20231117上机编程[高可靠在线视频]
某电信公司推出高可靠的在线视频业务。为了保证可靠性,公司针对不同视频类型,准备了不同的专用网络通道,并对指定视频类型服务进行通道分配。一个用户在一个时段只能使用一个视频服务,可以多次申请。请实现以下功能:
VideoService(int[] channels, int[] charge)
:初始化系统channels[i]
表示视频类型为i的初始可用通道个数。charge[i]
表示视频类型为i的单位时间费用。- 视频类型仅为:标清视频、高清视频、超清视频,分别用 0、1、2 表示,且对应的带宽从低到高。
allocateChannel(int time, int userId, int videoType)
:在time
时刻,用户userId
申请使用videoType
类型的视频服务。注:计费依照该次申请的视频类型,而非实际占用通道的视频类型。

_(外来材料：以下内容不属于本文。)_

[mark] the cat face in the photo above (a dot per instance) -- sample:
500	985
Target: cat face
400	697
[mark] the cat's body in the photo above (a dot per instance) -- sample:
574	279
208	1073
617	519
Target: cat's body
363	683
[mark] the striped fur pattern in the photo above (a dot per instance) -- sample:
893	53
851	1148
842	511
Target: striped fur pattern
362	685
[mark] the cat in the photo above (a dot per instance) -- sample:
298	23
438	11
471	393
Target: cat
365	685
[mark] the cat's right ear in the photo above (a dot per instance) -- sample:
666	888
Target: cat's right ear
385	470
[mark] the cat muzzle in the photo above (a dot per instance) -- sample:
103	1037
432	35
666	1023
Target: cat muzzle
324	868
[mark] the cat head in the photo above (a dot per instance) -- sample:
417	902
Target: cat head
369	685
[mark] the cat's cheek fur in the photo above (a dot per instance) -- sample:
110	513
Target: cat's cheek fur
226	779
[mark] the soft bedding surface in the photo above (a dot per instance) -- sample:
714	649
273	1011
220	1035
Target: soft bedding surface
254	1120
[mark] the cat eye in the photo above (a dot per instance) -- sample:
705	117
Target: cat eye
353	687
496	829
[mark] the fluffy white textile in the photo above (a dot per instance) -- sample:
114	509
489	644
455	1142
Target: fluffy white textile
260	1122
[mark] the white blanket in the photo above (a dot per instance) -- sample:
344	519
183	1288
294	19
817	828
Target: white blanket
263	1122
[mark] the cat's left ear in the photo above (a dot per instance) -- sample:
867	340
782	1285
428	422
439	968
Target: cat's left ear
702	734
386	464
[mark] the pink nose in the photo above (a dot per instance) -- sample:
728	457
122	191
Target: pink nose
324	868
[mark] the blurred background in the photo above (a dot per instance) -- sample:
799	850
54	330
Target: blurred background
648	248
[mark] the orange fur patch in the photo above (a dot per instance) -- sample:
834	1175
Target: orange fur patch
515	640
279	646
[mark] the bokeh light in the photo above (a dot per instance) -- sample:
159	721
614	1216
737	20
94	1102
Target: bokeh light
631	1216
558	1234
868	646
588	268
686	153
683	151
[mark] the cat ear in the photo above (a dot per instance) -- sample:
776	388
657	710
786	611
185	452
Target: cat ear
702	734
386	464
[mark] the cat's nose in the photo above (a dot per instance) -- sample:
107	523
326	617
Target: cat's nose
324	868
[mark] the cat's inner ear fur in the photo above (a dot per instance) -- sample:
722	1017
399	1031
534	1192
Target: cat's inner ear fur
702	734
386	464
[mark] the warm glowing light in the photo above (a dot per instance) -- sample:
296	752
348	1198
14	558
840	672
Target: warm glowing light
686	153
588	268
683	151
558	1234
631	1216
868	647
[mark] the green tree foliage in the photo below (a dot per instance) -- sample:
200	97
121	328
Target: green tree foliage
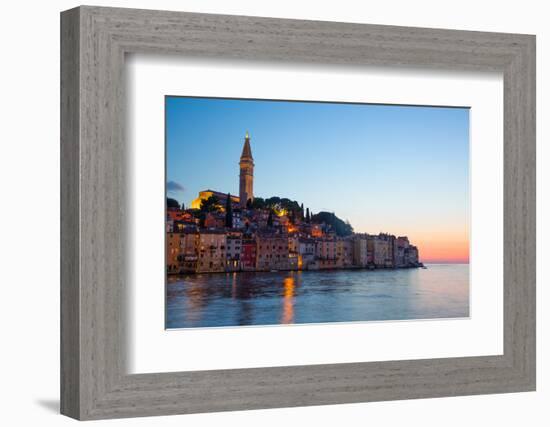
279	203
212	204
172	203
340	227
228	212
292	217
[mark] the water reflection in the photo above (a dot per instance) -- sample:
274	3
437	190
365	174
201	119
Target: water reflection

- 如果当前视频类型
videoType
有可用通道,则占用一个通道,并返回 true; - 否则,依次寻找更高带宽的通道,如果有可用,则占用该类型的一个通道,并返回 true;如果仍找不到可用通道,则返回 false 。
freeChannel(int time, int userId)
:在time
时刻,用户userId
申请停止在使用的视频服务:- 如果
userId
正在使用视频服务,则停止该服务并释放所占用的通道,并返回该次服务的费用(可能为 0);否则,返回 -1 。 - 当有通道释放时,如果之前有其他用户因为申请时通道不足而占用了更高带宽的通道,且占用带宽高于释放通道的带宽、所申请带宽不高于释放通道的带宽,则选择一个用户进行降级使用该释放通道。
- 优先选择占用带宽最高的用户;如果还有多个,则选择其中 userId 最小的。
- 注意:降级所释放通道需要重复上述过程。
- 如果
- 如果当前视频类型
queryChannel(int userId)
:查询用户userId
正在使用服务所占用通道的视频类型;若用户不存在或已经停服,则返回-1
。
注:用例保证,1)接口调用中的 time 递增; 2)同一用户停止当前所使用的视频服务后,才会再次申请。
输入
每行表示一个函数调用,初始化函数仅首行调用一次,累计函数调用不超过1000次。
l 1 <= channels[i] <= 1000, 1 <= charge[i] <= 100, channels.length == charge.length == 3
l 1 <= time <= 1000, 1 <= userId <= 1000
l 输入保证videoType
的取值仅为 0、1、2
输出
答题时按照函数/方法原型中的要求(含返回值)进行实现,输出由框架完成(其中首行固定输出 null)
样例1
输入:
VideoService([8, 1, 1], [10, 15, 30])
allocateChannel(3, 107, 1)
allocateChannel(3, 108, 1)
allocateChannel(5, 110, 1)
queryChannel(108)
freeChannel(13, 108)
输出:
null
true
true
false
2
150
解释:
VideoService([8, 1, 1], [10, 15, 30])
:标清视频、高清视频、超清视频的初始可用通道个数分别为 8、1、1;单位时间费用分别为10、15、30。allocateChannel(3, 107, 1)
:时刻3,用户107申请高清视频服务,返回true。allocateChannel(3, 108, 1)
:时刻3,用户108申请高清视频服务,由于高清视频的可用通道已全被占用,但超清视频还有通道可用,因此该用户实际占用超清通道,返回true。allocateChannel(5, 110, 1)
:时刻5,用户110申请高清视频服务,由于高清视频和超清视频的可用通道已全被占用,返回false。queryChannel(108)
:查询用户108正在使用服务所占用通道的视频类型,返回2(即超清视频)。freeChannel(13, 108)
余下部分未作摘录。